And where is that documented, at least outside of folklore in this forum? No one at VW has any information on a Touareg transmission that adapts over time to a drivers habits and can be reset by a rather simplistic proceedure. In fact, they acknowledge there is a problem in the transmission that exhibits itself as a lag/lurch when accelerating from a slow speed. They are supposedly working on a fix which will entail flashing the program that controls the transmission (and no, fob gymnastics != a flash). 
Who knows when the fix will be available, but given VW's quality problems (see 2004 JD Powers results) they've got their hands full with problems. If this problem isn't near the top of their list it could be a while.


----------



## setinhi (Oct 27, 2003)

*Re: (darylhuff)*

That's what my dealer told me too. They could duplicate the symtoms but aren't authorized to do any warranty work to fix it until the factory "team" tells them what to do.


----------



## staylor (Apr 16, 2004)

*Re: (mr.vw)*

I am thoroughly convinced you are right. I had a lag for the first 500 miles or so (very noticeable when doing a california stop) but it has significantly gone away (at 2000 miles now). However, it is still there a little bit so like an idiot I tried the foot pedal down for 10 seconds trick. result is I still have an insignificant lag but what I did notice almost immediatley is I lost speed. I have a little straight away on the way to my house out in the country and I constantly switch the transmission to manual with the goal of beating my prior speed. What had always impressed me was the Treg would hold 3rd till about 83 or 84 mph before going to 4th. It now goes to 4th at 74 or 75 mph. Needless to say I was very disappointed. Fours days later nothing has changed. However, I am still hopeful that my poor driving habits will be relearned.


----------



## rinaic (Mar 23, 2004)

*Re: (darylhuff)*


_Quote, originally posted by *darylhuff* »_ And where is that documented, at least outside of folklore in this forum? 

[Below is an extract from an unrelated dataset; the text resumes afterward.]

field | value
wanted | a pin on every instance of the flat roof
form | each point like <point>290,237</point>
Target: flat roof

Well since you are dead wrong, are whiny, have had bad experiences with your Touareg, doesn't mean you should ridicule the many other Touareg drivers who have had good success using the reset technique.
You can keep those eyes of yours closed to the reality of the outside world. Or maybe you want to wake up and realize that yes the Touareg does have "adaptive transmission" Otherwise well known and documented (yes even in your manual) as DSP, or Dynamic Shift Program. While I don't know that it explains it to satisfaction on the VW site or in the literature, certainly there is another automaker where it is explained, Audi. And it can be found quite easily on their site. http://www.audiusa.com/lexicon...l#124
Now maybe you can say that these are two "unrelated" auto makers, who are independent, but that would probably be a statement from daryl's fantasy world, now wouldn't it?
I'm also not sure where its officially documented that this is the correct "reset" procedure for DSP that's being passed around for me. But I'm pretty sure that there is enough anecdotal evidence to support that it in fact does something to the DSP in our vehicles.
Your Touareg seems to be problematic, and likely your problems aren't related to the DSP (unless you are too stubborn to even have tried the reset)... Hopefully someday you'll get it fixed, or they'll lemon yours and provide new 'egg which is trouble free. Until that day comes, quit knocking a 10 second procedure which improves the Touareg driving experience for many of us.
Have some







relax and take those frustrations out on your service manager or VWOA.


----------



## rinaic (Mar 23, 2004)

*Re: (staylor)*

staylor, sorry to hear! That sucks. First day I tried the reset I was able to go to 124 from 119 on a local stretch. Truthfully, I don't think it was related to the reset though, just a better entrance from the ramp and better manual shifting.
Also, although the Touareg transmission program leaves something to be desired... I'm not sure its a Touareg only-problem. Based on my past experiences with Passat 4Motions and similar shift patterns, I think it could be a VW 4Motion + Tiptronic issue. I wonder if they experience similar issues in tiptronic Audi Quattro's? (never tried the "reset" on my Passat though, although now I wish I could!)


----------



## darylhuff (Dec 1, 2003)

*Re: (rinaic)*


_Quote, originally posted by *rinaic* »_Well since you are dead wrong, are whiny, have had bad experiences with your Touareg, doesn't mean you should ridicule the many other Touareg drivers who have had good success using the reset technique.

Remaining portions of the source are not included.